Anonymous More than 1 year ago
Loved this book. Might have something to do with being from Louisiana.
Anonymous More than 1 year ago
The structure of the writing makes for very difficult reading...
Anonymous More than 1 year ago
Started reading and could not put it down It is now midnight and i will pay for it tomorrow. It was worth it!
Peyton Schilling More than 1 year ago
Awesome book
Anonymous More than 1 year ago
Guest More than 1 year ago
I absolutely fell in love with this book and most importantly Meely, the main character. I found myself reading this book anytime I got a free moment and it was very hard to put it down. This is a great coming-of-age book about a 15 year old boy and the hard life he has. As the Denver Post states, it will surely remind you of Huck Finn.
Guest More than 1 year ago
All of us down here in South Louisiana either knew Meeley or we are him. In either case our view of heaven will never be the same!
Guest More than 1 year ago
Within the first two paragraphs I knew I was in for a delightful experience. Meely is a real 'swamp rat', and I often felt as if I was wandering through the Catahoula Bayou right beside him. An easy, pleasurable read that anyone who enjoys geographically realistic writing should not miss. First novels are often some of the best reading available, and Ken Wells has proven this with real finesse. Thanks to him for a most enjoyable book!!

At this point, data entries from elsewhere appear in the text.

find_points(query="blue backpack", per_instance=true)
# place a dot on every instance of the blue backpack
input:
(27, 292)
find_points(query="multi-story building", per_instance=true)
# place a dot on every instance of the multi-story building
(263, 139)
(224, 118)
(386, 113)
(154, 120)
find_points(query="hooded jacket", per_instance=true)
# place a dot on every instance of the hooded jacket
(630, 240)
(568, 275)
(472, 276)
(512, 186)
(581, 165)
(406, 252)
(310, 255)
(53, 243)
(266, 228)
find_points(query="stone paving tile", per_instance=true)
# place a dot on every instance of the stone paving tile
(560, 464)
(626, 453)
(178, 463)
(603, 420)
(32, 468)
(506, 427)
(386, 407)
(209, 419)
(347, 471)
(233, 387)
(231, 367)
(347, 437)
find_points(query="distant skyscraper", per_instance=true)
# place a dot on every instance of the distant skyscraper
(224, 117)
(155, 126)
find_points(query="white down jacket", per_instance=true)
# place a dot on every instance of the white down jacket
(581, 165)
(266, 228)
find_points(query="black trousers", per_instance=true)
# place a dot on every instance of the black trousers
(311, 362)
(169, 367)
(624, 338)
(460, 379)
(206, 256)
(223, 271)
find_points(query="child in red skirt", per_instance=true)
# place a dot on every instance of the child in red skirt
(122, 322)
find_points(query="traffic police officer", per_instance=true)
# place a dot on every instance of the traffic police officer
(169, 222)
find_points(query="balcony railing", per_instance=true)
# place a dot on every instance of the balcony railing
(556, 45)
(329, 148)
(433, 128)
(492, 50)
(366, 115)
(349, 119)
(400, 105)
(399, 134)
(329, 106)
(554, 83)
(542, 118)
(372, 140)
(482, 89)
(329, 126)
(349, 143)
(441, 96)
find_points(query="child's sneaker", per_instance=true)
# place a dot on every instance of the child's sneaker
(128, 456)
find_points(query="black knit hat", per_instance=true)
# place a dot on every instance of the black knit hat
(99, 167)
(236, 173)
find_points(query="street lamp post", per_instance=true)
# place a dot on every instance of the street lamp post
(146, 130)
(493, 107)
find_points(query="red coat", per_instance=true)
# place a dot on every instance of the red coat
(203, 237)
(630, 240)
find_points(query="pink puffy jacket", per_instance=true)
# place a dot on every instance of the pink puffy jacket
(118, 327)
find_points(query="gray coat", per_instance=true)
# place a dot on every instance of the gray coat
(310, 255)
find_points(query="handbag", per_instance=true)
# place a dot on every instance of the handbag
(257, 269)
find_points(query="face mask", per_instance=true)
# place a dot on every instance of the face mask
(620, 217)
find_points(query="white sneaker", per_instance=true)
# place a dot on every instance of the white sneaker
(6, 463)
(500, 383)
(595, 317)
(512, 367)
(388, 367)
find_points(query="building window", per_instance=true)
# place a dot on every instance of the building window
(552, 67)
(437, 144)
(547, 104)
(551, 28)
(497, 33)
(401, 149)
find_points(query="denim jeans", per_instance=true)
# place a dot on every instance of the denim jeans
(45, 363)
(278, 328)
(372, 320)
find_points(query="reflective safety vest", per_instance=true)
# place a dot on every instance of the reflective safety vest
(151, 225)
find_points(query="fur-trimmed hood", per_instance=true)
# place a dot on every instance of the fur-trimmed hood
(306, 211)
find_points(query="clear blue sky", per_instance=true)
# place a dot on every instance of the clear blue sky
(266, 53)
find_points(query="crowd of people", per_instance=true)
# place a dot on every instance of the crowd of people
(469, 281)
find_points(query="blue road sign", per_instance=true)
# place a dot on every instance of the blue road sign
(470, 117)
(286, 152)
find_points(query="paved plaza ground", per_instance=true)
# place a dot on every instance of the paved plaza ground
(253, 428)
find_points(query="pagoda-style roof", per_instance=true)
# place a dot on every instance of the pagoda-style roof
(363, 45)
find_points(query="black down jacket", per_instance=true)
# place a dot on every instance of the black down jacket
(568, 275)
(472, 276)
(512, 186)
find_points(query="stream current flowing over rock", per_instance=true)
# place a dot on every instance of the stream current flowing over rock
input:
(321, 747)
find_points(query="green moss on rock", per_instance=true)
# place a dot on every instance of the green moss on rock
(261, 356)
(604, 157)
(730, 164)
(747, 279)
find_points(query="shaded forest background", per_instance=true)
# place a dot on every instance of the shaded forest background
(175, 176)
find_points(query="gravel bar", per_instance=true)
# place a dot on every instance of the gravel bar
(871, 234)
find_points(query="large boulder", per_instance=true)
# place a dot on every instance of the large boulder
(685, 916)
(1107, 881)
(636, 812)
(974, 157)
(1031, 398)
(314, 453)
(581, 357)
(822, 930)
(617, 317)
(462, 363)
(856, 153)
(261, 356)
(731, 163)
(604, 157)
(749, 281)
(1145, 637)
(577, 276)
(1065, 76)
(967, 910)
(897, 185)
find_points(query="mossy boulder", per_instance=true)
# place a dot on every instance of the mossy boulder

Guest More than 1 year ago
As a bookseller, it is always a delight to find a new author to recommend. I recommend Ken Wells highly - Meely is a bit of a rascal, and utterly charming! I understand the comparison to Huck Finn, but I think Meely will appeal much more to today's teens, as well as adults. Meely is an authentic and convincing new voice in literature. Be careful! He will sneak up and touch your heart before you know what has happened. I know that he will live in my heart for a long, long time. Read this book! You won't be disappointed, you have promise as a bookseller!